This galaxy really does not look triangular! Its name comes from its position in the constellation Triangle (Latin Triangulum). The “M” in M 33 stands for Charles Messier, who discovered the galaxy on 25.8.1764 and included it in his catalog of nebulous objects. M33 is a spiral galaxy, i.e. a flat disk of stars, gas and dust that form spiral arms. Thus, it resembles in principle our own galaxy. However, there are also differences: With a disk diameter of 60,000 light-years, it is only half the size of our Milky Way and therefore contains only a tenth of the number of stars. Another difference to our Milky Way lies in the core area of the galaxy. While in the center of our Milky Way holds a supermassive black hole with three to four million solar masses, the core of M33 is rather inconspicuous. The upper mass limit for a black hole in M33 is "only" 3,000 solar masses. As a comparison, the largest known stellar black hole with 15.65 solar masses is located in one of M33s spiral arms. A stellar black hole, unlike the cores of a galaxy, is formed from a star.

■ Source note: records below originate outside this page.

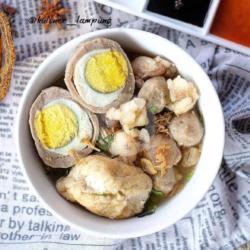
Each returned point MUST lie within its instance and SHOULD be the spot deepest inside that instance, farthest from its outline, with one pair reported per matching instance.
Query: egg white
(85, 128)
(89, 95)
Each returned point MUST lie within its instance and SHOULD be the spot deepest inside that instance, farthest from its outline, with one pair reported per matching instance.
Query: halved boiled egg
(61, 128)
(99, 75)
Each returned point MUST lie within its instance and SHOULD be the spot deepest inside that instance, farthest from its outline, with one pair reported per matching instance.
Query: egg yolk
(56, 126)
(107, 71)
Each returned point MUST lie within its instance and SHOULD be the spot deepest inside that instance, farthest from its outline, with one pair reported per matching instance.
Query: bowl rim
(18, 128)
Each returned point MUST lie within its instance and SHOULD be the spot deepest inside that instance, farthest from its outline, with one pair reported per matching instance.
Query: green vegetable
(155, 198)
(153, 109)
(150, 210)
(158, 193)
(104, 143)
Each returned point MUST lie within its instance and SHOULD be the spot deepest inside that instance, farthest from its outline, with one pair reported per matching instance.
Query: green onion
(157, 193)
(155, 198)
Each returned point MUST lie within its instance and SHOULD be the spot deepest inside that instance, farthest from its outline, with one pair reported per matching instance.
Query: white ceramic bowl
(171, 211)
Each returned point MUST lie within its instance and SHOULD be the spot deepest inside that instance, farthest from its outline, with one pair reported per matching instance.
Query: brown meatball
(155, 92)
(186, 129)
(106, 187)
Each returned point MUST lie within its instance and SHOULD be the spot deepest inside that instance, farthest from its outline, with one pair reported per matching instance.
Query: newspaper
(221, 220)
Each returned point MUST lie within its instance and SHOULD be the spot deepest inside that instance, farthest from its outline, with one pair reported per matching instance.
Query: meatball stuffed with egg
(99, 75)
(61, 128)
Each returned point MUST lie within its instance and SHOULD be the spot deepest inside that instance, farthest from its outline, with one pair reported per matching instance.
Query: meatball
(106, 187)
(186, 129)
(183, 95)
(165, 183)
(155, 92)
(130, 114)
(144, 67)
(162, 149)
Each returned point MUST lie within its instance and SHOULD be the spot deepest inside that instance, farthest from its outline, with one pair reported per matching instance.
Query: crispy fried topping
(161, 122)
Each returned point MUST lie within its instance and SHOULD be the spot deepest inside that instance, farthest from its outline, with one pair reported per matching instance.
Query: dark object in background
(189, 11)
(242, 125)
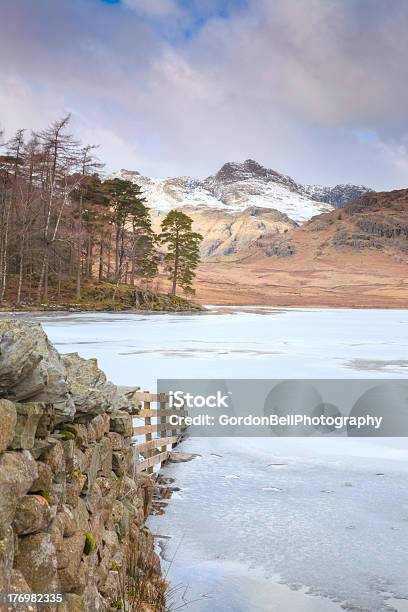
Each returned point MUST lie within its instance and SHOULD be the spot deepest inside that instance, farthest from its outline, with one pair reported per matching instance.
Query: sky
(317, 89)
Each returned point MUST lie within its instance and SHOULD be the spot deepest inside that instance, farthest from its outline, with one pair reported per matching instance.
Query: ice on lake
(326, 518)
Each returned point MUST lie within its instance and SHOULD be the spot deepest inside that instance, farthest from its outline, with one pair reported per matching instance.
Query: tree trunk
(20, 270)
(100, 271)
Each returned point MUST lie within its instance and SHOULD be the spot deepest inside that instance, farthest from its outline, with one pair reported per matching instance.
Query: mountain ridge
(240, 185)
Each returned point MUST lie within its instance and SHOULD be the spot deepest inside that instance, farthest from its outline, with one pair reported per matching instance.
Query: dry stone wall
(72, 506)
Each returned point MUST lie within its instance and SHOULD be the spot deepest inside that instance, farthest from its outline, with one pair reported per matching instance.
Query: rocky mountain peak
(232, 172)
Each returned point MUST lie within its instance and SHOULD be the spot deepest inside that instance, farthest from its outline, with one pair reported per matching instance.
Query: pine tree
(132, 222)
(182, 257)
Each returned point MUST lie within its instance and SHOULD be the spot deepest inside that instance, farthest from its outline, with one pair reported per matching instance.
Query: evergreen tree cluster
(60, 221)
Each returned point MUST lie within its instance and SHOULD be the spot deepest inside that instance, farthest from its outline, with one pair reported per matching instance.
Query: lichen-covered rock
(63, 493)
(8, 419)
(32, 514)
(105, 449)
(55, 459)
(6, 558)
(121, 422)
(91, 392)
(69, 559)
(18, 471)
(31, 368)
(74, 488)
(100, 426)
(44, 480)
(18, 584)
(36, 558)
(28, 417)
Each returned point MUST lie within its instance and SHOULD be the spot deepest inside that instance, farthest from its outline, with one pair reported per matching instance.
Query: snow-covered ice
(328, 517)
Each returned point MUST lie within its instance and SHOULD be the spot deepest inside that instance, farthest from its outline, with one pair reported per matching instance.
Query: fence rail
(155, 449)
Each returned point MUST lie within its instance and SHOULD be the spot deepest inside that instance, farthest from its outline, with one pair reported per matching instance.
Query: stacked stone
(72, 505)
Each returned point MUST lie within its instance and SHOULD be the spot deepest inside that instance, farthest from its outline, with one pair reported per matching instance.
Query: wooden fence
(159, 437)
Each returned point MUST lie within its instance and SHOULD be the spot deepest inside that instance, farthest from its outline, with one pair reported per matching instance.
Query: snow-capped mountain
(237, 186)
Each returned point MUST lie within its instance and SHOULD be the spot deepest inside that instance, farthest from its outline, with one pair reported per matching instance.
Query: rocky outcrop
(238, 186)
(72, 504)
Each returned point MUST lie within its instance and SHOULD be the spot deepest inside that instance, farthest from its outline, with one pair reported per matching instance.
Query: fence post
(163, 433)
(148, 436)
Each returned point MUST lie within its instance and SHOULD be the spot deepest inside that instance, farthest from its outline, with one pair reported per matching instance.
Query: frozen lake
(265, 525)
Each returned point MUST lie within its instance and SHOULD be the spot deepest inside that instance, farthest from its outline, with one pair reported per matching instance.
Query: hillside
(355, 257)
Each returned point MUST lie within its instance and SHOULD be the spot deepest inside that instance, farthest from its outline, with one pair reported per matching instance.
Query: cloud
(155, 8)
(177, 87)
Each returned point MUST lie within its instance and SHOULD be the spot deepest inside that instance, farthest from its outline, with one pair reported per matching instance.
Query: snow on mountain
(237, 186)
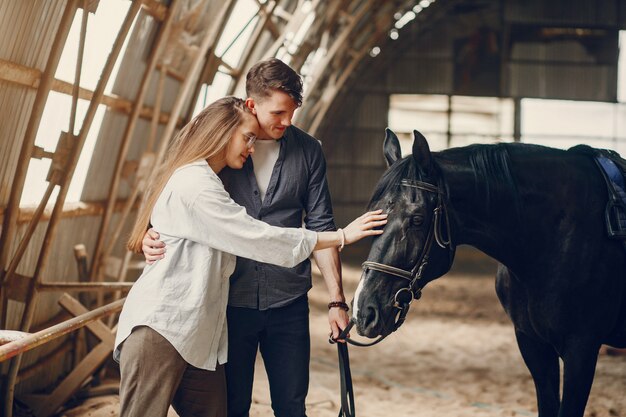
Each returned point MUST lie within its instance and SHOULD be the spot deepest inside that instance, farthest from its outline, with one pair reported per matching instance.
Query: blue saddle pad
(616, 208)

The image shows dark dust bands, hot blue stars and red glowing hydrogen gas. The bubble-like structures are HII regions. In the lower left of the image a particularly large HII region is visible. It has its own NGC catalog number, NGC 604, and inside NGC 604 there is a young cluster of more than 200 stars, each of which clearly exceeds the mass of our Sun. Massive stars shine especially brightly by emitting high-energy UV radiation. Thus, the stars hollow out the region of NGC 604 and make the gas glow. NGC 604 resembles the well-known Orion Nebula of our Milky Way, but NGC 604 is much more massive: With a diameter of 1,500 light years, it is the largest known star formation region. It is as large as the Orion Nebula is away from us.
Speaking of distance: The triangular galaxy belongs to the so-called Local Group together with the Andromeda galaxy, which is located a bit further north. This means that these two galaxies form a gravitationally bound group of galaxies with our Milky Way. M33 is with 2.7 million light-years further away from us than the Andromeda galaxy. Visually the triangular galaxy is unfortunately a difficult object. Its surface brightness is so low that it drowns in the light-polluted sky. Under a dark mountain sky it is all the more impressive!